Bing Image Extensions: What You Need to Know
While Bing tends to imitate Google AdWords features long after we’ve already been using them, things have gone a bit differently with Image Ad Extensions.
Google released image extensions in June 2013. But just a few months ago, while one of our clients was successfully utilizing the new feature, Google abruptly ended the beta and removed all running images – a huge bummer for our travel client. Right on cue, fortunately, we were all happy to learn that Bing was rolling out its own beta version of Image Extensions.
In this post, we’ll dive into how Bing Image Extensions work and why you should use them.
What Are Image Extensions?
Image Extensions allow advertisers to add up to three images in their paid search campaigns to help these ads stand out to potential customers.
Image extensions are ideal for customers in several industries, including travel, automotive, luxury goods, service, and lifestyle businesses.
How Do Image Extensions Work?
Image Extensions work like any other ad extension: they are triggered by keyword searches. You can only add them to up to 10 ad groups, so choose wisely. I recommend choosing your top 10 ad groups in terms of volume to ensure these extensions show.

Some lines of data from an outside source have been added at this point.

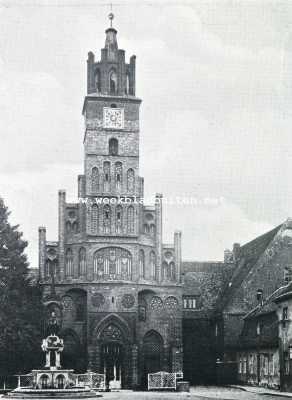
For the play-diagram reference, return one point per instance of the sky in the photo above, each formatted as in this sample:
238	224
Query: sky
216	117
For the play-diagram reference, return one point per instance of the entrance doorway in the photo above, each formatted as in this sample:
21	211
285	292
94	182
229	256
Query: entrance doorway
152	353
112	364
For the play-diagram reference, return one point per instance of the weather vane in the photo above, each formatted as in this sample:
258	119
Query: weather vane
111	15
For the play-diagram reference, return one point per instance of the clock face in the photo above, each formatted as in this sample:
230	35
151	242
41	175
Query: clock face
113	118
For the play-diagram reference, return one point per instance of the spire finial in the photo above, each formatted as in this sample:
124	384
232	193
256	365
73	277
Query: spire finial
111	16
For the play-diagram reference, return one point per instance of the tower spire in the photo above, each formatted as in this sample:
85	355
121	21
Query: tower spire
111	16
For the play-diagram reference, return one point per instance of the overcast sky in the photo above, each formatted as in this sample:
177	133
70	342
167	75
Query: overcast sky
216	118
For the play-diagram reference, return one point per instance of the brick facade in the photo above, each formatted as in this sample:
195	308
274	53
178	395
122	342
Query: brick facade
116	287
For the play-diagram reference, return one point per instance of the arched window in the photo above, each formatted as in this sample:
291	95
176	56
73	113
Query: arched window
152	351
97	80
94	219
130	180
153	265
119	219
113	82
60	381
164	270
107	176
69	263
172	271
127	88
106	219
113	146
94	180
82	262
75	227
118	175
112	263
130	220
44	381
142	263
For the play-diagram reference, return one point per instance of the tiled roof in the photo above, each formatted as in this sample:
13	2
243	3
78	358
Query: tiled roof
206	280
249	254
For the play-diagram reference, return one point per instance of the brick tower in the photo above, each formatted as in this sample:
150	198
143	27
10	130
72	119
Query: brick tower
114	286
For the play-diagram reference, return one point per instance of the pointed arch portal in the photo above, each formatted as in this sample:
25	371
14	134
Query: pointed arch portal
112	335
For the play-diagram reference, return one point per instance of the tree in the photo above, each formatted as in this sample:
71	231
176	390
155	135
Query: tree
20	303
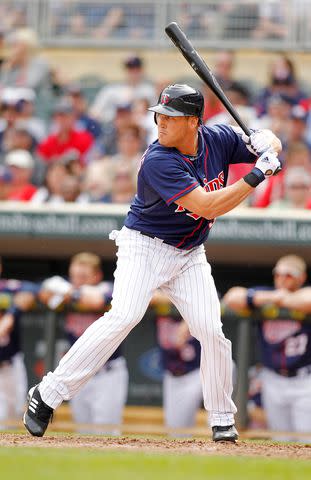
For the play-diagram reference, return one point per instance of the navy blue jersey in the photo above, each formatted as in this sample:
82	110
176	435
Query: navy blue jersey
166	175
177	361
285	338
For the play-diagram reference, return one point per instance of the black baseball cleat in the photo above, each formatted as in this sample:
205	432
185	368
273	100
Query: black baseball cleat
38	414
225	434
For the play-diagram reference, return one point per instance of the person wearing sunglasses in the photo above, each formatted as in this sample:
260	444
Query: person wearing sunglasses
284	314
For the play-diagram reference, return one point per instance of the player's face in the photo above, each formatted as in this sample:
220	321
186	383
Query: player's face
175	131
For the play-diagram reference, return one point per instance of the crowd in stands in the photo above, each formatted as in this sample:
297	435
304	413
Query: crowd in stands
59	145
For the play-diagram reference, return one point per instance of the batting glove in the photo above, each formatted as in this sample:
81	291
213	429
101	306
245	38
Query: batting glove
267	164
262	140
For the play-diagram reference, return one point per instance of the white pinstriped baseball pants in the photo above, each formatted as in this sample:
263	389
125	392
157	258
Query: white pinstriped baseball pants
145	264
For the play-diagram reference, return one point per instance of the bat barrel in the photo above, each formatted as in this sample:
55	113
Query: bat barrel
202	70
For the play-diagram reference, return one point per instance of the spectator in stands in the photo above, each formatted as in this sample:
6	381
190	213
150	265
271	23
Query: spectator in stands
297	190
130	147
70	190
23	67
279	108
123	117
273	20
17	110
16	185
79	104
66	136
240	99
123	187
15	298
144	119
100	402
97	181
285	344
50	191
282	81
134	86
224	69
297	127
297	155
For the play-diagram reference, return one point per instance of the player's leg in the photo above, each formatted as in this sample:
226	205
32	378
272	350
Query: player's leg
81	409
300	394
182	396
276	403
108	408
140	270
194	294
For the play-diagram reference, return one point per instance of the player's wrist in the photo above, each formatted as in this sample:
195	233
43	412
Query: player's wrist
254	177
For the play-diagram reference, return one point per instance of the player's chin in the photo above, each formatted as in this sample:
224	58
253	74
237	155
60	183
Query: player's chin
163	140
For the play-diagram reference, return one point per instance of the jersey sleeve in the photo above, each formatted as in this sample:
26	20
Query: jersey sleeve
168	178
234	149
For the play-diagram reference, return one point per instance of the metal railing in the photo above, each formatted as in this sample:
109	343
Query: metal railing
267	24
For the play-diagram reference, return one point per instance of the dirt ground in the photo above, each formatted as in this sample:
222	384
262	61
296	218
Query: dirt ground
194	446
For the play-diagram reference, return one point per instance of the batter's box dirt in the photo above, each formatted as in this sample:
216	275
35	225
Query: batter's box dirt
151	445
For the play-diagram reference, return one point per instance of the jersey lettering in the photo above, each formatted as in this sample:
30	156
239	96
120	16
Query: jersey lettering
211	186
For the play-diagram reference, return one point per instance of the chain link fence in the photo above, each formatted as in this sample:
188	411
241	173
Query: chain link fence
266	24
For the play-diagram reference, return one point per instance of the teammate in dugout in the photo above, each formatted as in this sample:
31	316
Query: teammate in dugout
82	296
181	190
285	341
180	359
15	297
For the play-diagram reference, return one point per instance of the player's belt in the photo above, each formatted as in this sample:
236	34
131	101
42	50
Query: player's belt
298	372
146	234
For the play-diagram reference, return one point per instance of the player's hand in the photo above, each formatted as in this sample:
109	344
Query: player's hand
269	164
262	140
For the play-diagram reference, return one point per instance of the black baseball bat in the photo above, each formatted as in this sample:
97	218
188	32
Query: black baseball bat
202	70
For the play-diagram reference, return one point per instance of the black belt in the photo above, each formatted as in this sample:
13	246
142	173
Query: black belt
146	234
284	372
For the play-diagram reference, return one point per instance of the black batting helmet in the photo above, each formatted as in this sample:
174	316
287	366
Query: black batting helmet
179	101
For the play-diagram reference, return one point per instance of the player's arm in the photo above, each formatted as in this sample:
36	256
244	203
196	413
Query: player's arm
213	204
238	298
299	300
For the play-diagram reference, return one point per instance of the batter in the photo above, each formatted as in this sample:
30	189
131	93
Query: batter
181	189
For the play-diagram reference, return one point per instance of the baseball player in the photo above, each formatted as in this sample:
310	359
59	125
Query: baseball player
180	191
83	296
285	341
180	358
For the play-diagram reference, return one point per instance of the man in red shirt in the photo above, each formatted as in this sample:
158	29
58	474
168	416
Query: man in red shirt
65	137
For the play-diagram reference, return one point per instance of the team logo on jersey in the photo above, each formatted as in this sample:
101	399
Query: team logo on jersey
165	98
209	186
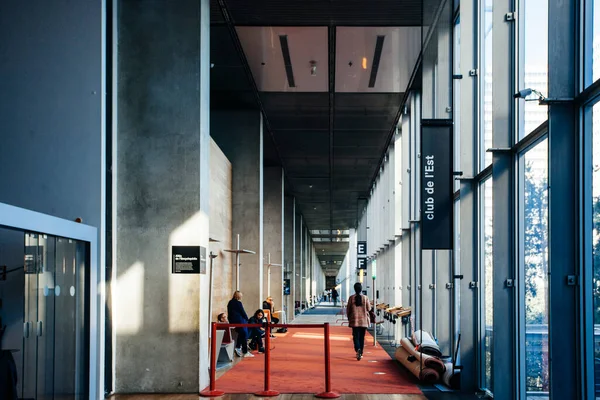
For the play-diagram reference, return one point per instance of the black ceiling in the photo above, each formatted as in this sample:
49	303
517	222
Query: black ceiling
330	147
321	12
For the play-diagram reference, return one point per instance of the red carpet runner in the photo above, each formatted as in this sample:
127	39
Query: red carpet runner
297	366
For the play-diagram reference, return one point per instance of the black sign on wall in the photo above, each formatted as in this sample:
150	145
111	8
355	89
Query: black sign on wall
361	263
187	260
361	248
437	197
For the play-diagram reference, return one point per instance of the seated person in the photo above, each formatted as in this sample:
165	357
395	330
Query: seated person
268	304
222	318
256	334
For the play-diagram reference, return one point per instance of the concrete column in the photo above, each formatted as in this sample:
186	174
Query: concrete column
298	258
240	135
162	163
274	233
289	253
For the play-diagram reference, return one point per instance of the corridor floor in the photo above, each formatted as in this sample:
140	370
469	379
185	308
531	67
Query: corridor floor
316	317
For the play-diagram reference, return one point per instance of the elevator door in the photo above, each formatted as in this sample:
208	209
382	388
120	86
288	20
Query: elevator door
55	315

The most important thing to know about Image Extensions is that they only appear in position one. So, if you want to get the most out of these extensions, it’s important to bid aggressively. Trust me, it will be worth it.

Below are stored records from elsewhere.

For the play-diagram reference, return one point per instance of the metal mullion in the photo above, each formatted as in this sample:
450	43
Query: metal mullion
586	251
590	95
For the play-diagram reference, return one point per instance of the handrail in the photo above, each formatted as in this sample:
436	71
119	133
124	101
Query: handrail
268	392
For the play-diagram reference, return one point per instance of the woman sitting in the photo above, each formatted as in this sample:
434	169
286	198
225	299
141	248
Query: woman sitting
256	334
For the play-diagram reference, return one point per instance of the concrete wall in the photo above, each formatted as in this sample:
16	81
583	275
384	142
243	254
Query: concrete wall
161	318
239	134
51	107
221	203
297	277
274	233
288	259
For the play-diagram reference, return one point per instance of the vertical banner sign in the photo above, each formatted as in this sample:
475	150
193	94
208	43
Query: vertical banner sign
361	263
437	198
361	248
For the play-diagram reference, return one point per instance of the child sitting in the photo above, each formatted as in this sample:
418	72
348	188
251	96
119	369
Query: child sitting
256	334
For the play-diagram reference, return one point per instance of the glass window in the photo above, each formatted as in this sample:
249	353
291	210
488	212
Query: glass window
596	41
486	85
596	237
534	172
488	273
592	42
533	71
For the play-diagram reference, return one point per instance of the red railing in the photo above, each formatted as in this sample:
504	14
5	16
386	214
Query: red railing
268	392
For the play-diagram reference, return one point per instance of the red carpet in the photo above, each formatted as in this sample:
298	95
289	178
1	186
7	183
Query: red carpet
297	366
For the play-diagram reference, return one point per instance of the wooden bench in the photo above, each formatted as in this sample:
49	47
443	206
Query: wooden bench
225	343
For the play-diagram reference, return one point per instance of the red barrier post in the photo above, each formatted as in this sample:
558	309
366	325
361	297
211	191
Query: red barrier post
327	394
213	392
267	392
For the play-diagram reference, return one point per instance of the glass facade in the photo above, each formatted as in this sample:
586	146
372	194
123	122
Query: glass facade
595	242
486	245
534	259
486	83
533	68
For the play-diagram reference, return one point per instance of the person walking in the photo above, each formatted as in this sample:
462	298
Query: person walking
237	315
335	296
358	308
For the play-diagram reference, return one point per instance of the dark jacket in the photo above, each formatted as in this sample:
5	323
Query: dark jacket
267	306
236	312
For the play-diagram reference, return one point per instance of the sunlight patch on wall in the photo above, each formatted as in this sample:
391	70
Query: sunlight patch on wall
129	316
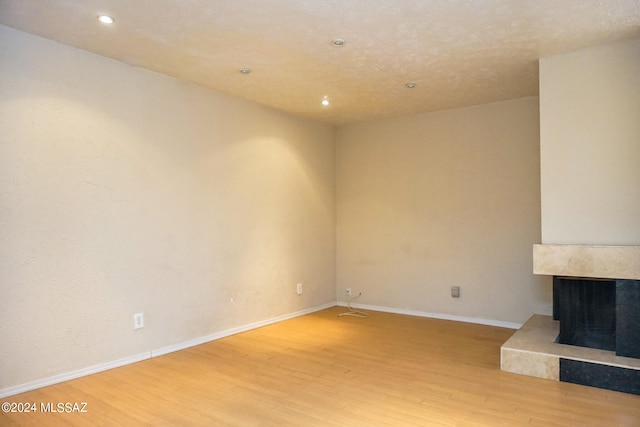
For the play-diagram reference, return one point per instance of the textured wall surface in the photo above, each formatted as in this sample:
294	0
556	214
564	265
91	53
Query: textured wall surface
590	146
125	191
444	199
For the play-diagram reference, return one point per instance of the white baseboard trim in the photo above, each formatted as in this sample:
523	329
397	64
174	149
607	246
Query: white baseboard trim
477	320
22	388
233	331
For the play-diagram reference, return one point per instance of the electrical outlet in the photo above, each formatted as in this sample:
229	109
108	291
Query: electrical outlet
138	320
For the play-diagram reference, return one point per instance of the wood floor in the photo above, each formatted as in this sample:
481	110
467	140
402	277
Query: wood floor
325	370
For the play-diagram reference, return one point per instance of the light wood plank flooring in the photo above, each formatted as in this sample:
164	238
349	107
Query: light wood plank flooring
325	370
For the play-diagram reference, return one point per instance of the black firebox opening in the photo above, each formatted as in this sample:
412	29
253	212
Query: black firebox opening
586	310
598	313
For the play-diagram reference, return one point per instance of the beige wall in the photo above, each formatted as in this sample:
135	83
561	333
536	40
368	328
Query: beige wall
590	146
125	191
435	200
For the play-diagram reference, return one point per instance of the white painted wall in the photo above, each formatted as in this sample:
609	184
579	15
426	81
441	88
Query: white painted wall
125	191
590	146
450	198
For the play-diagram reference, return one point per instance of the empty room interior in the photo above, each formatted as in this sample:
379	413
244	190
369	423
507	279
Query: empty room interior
306	212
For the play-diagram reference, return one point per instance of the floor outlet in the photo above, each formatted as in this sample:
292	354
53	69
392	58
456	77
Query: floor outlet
138	320
455	291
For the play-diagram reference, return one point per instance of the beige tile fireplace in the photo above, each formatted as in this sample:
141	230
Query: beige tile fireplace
532	350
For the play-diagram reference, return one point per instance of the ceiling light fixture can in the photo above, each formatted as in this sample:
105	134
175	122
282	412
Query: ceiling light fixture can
106	19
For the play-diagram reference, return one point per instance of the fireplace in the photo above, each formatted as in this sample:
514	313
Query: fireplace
590	311
593	337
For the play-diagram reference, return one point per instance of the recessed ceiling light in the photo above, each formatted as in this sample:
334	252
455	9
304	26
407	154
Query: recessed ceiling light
105	19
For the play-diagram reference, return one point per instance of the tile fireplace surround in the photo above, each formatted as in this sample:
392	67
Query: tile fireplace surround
532	349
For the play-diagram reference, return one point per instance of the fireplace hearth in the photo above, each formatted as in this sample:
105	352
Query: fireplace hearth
593	337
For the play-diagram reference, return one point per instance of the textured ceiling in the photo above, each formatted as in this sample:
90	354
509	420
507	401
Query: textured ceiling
458	52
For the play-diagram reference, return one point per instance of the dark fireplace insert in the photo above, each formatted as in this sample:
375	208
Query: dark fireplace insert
598	313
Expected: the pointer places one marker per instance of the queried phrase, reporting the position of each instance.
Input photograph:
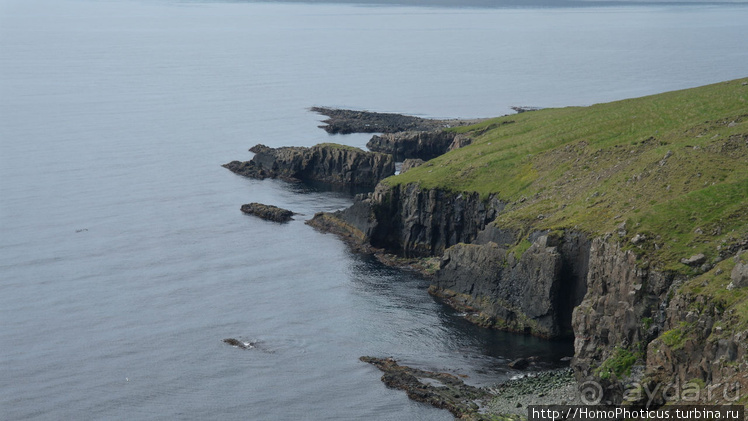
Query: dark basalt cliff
(328, 163)
(424, 222)
(351, 121)
(423, 145)
(533, 291)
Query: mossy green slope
(673, 166)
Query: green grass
(618, 364)
(591, 168)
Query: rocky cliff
(413, 221)
(621, 224)
(328, 163)
(423, 145)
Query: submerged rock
(268, 212)
(442, 390)
(352, 121)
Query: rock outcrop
(442, 390)
(413, 221)
(410, 163)
(267, 212)
(530, 291)
(327, 163)
(417, 144)
(352, 121)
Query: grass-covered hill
(673, 167)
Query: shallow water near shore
(124, 258)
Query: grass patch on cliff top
(672, 165)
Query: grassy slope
(592, 168)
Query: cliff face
(326, 163)
(423, 222)
(417, 145)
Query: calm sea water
(124, 258)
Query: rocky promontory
(423, 145)
(268, 212)
(341, 121)
(442, 390)
(327, 163)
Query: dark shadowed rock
(414, 144)
(268, 212)
(441, 390)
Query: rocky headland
(561, 223)
(327, 163)
(341, 121)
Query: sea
(125, 260)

Image Extensions also only show on PC and tablet results, not on mobile, so expect volume to be low.
How Do You Set Them Up?
First, contact your Bing Ads Account Manager to get whitelisted into the Image Extensions beta.
Once you are in the beta, you will need up to three images, no bigger than 1280 x 720 and no smaller than 160 x 90, in JPG, PNG, or GIF formats. It is important to note that, like other extensions, Image Extensions must be relevant to the ad and landing pages. Finally, make sure your images contain no text.
Once you have chosen your images, navigate to your chosen ad group, select “Ad Extensions”, select “Image Extensions”, then “Create ad extension”. Fill out the Alt Text (this is shown when a user hovers over the image, but does not click), Description (shown when a user hovers over the image, a longer version of the alt text) and Destination URL (if someone clicks directly on the image, they are taken to this page. It may be different from your ad destination URL).
You can apply up to three images per ad group (up to 10 ad groups). Setup is fairly straightforward and easy to apply. You cannot edit Image Extensions in Bing Ads Editor.
Why Should You Use Image Extensions?
With more and more competitors entering the search marketplace, it is important to find ways to stand out. If you are in the travel, luxury goods, service, or lifestyle industries, I highly recommended giving Bing Image Extensions a try.
Need more convincing? Our travel client has seen click-through rates (CTR) on ad groups with Bing Image Extensions improve 10%… and the number keeps going up.
Image Extensions are easy to set up and have proven to boost performance. It’s really a no brainer. So whether you’d rather wait until Image Extensions iare widely released or get whitelisted for the beta now, I highly recommend implementing these engaging and dynamic extensions.
How do we track Bing ad image extension conversions? What are the parameters used?